比翼連理 〜 緋天滄溟 〜
13. 伝言
―――天を目指すかのように噴き上がり、零れ落ちる泉の滴が奏でる和音。
静寂にありながら、温かな空気に満たされた場所。濃い緑の香り、可憐に咲く花々の香りがひどく優しかった。
「これはまた……妙なところに出てきてしまったようですね」
ぐるりと周囲を見渡しながら、フカフカの絨毯の上を歩くように柔らかな感触を伝える庭園を歩み進んでいく。
『―――猶予は5分間。その間に好きなところへ逃れてごらんなさい』
ミーノスの気まぐれな提案。
与えられた5分という時間は短かったけれども、ムウはそれまでに充分すぎるほど長い間待たされていた。
―――既に目星はついていた。
充分ともいえる5分間だったことから、その気まぐれな提案を呑んだ。
目星をつけたその場所はジュデッカの最奥に位置するであろう場所。そこは神経質なほどに厳重な結界に包まれていた。それに決定的な証拠ともいえるシャカの小宇宙も感じられたのだ。ムウは迷う事無く、その一室に向かい、用心深く扉に手をかけようとした。
「―――私の邪魔をしたのはどこの誰でしょうか?姿を見せなさい」
あと数ミリでドアノブに手が触れようとしたとき、何者かの干渉を受けた。それは強引なまでに。引き剥がされるようにしてこの場所へと移動させられた不快感にムウの目は完全に据わっていた。

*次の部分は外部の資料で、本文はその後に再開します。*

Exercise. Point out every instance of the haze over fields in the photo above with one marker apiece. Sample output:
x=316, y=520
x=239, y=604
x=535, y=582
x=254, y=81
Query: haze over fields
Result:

「隠れていても無駄ですよ。憶えているんですよね、不愉快なあなたの気配を。この美しい庭園を破壊するのは私とて気が引けます。できれば穏便に済ませたいと思っているので、早々に姿を見せるがよいでしょう」
すでに『穏便』とはかけ離れた小宇宙を漲らせながら、辺りを伺い続けるムウにどこからともなく……いや四方八方から小さなクスクスという笑い声が響き渡った。
「へぇ!憶えてくれていたとは光栄だな」
ひと時の間降った笑い声ののち、ひとつの大樹の幹からスゥッと幽鬼のように現われ出でる者があった。それほど古い記憶ではない箇所から、その者の名を想起しようとしたムウだが、ついぞ知らぬままであったことに気付く。
「やはり、あなたでしたか。未だ存在を許されているとは思いもよりませんでしたけれどね」
それでも皮肉のひとつくらい言ってやらないと気が済まなかった。
「相変わらず、言うねぇ、きみ」
呆れた様に、おどける様にして左手をヒラヒラ返しながら屈託のない笑みを返す“異質”な存在を警戒するように、ムウはきつい眼差しで射る。
「―――それに。名も知れぬ神に気安く呼び出される覚えはないのですけれども」
これは参ったとばかりに両手を大仰に上げて、冷ややかな視線を手向けた“神”を険悪な輝きを放つ瞳でムウは睨み返した。
「そういえば、僕もきみの名を知らなかったような気がする。まぁ、互いに名乗るほどの者ではないのではない……かもね?」
小馬鹿にしたようにクスクスと忍び笑いながら、ムウの前に立つ“神”という存在の者は品定めでもするかのように、陽光にも似た煌めきを放つ柔らかな髪を指に絡めながら、じっと、注意深くその白い貌に映える淡い水色の瞳でムウを見つめたのだった。
「―――何か?」
長い沈黙の間、ただじっと見つめ続けるその様子にいい加減焦れたムウが問い質すと、名も知らぬ神は含むような視線で睨めつけながら愉快そうに笑った。
「ねぇ、探し物は見つかったのかい」
まるでその探し物を知っているかのような口ぶりである。苛立ちさえムウは沸き起こった。
「残念ながら、未だ見つからず、ですよ。まるで“神隠し”にあったように、ね」
含むように言ってみせると、それこそ滑稽だとばかりに名も知らぬ神は笑い出した。
「あっははは!それはいい。実にその通りだよ」
愉快そうに笑い立てながら、近くにあった樹の幹に背凭れ、腕を胸の前で組むと再びムウを観察する神。